# Datenbankzugriff über JSP mit JDBC connector !



## reliC (7. Dez 2008)

Hi all,
Hab eine kleine Frage des verständnisses weis nicht ob ich das so realisieren kann wie ich mir das vorstelle. Ich habe eine JSP seite mit dem namen index als Beispiel. Dann möchte ich eine JDBC Klasse erstellen mit verschiedenen Methoden, die beschreiben wie in die Datenbank geschrieben wird, ausgelesen usw. 
Jetzt möchte ich ein Objekt der JDBC Klasse per ContextListener, zur Laufzeit der JSP seite bereitstellen.
Wenn ich jetzt irgendwelche Formulareingaben in der JSP mache und diese Absende, soll eine Methode des JDBC Objekts aufgerufen werden und dann die Daten eben in die Datenbank schreiben löschen oder wie auch immer.

Funktioniert das so überhaupt wie ich mir das Vorstelle oder muss ich über einen anderen weg gehen?? Ich weiß z.b gerade nicht ob ich ein Objekt der JDBC Klasse der JSP überhaupt bereitstellen kann? 
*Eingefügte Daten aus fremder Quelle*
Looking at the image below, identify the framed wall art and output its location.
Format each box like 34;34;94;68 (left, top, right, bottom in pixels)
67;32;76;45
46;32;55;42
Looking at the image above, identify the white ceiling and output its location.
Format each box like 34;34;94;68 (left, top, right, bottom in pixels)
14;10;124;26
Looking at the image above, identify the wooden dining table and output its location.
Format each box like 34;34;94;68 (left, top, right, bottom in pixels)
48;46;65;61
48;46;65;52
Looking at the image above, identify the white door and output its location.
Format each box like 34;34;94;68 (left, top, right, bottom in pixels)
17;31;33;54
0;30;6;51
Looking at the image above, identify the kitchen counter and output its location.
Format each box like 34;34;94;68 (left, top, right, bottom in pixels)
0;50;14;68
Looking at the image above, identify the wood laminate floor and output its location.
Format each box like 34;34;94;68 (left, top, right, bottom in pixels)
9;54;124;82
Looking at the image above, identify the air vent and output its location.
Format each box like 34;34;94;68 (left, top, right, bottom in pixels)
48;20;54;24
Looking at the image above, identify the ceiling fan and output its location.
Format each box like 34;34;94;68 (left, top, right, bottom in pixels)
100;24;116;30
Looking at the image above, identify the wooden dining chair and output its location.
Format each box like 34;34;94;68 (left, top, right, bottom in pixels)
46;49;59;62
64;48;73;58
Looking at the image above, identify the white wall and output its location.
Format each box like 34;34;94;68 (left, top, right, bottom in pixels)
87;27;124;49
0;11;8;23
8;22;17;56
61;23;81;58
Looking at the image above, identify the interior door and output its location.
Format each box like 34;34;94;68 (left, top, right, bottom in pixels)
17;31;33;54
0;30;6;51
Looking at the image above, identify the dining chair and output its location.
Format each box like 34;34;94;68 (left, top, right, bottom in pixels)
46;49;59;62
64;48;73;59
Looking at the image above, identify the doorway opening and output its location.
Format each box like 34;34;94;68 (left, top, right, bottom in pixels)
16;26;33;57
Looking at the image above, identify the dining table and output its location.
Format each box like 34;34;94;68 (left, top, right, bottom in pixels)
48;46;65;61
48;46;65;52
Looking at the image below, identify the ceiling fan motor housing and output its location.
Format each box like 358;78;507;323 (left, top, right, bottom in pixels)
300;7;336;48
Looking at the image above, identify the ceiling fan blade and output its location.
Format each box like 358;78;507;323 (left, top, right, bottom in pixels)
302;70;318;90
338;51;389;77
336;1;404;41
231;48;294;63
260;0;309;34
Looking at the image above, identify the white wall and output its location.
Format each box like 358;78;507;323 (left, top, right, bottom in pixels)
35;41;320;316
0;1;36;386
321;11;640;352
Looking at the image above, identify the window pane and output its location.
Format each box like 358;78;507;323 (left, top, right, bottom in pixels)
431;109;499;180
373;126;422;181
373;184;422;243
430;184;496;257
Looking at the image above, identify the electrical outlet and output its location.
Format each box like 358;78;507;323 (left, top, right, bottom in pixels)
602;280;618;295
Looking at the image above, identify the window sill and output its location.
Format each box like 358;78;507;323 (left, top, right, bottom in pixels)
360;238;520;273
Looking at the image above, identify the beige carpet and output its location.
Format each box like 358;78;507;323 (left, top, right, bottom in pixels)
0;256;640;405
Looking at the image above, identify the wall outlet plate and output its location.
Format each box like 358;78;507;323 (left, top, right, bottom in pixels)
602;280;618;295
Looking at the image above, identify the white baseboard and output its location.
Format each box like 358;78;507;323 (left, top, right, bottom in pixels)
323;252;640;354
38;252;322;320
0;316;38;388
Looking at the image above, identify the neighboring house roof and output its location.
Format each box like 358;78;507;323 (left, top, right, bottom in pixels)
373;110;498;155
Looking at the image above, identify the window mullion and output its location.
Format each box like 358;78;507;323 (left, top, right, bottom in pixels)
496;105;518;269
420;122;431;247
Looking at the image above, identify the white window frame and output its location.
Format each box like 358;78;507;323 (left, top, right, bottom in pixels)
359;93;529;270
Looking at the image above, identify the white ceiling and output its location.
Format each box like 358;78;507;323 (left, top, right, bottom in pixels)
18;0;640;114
Wäre für ein paar tipps echt dankbar.

Greetz


----------



## gex (8. Dez 2008)

Ist zwar nicht mehr so ganz State of the Art was du da machen möchtest, aber zum Verständnis vielleicht trotzdem
nicht schlecht...

Diese beiden Seiten sollten dir eigentlich sowas zeigen:
http://www.roseindia.net/jsp/usingbeansinjsp.shtml
http://www.developer.com/java/other/article.php/626511

Grüsse


----------



## reliC (12. Dez 2008)

danke gex für die 2 Urls hab mich da mal durchgewuehlt und durch rumprobieren hab ich soweit mal meinen Ansatz wie ich das haben wollte. Mir war halt wichtig die Datenbankzugriffe aus den JSP 's rauszuhalten zwecks Übersichtlichkeit. Dort soll nach Formularverarbeitung einfach nur ne Funktion aufgerufen werden, welche dann erst die ganzen Datenbankzugriffe realisiert. Das hab ich jetzt soweit  

Greetz


----------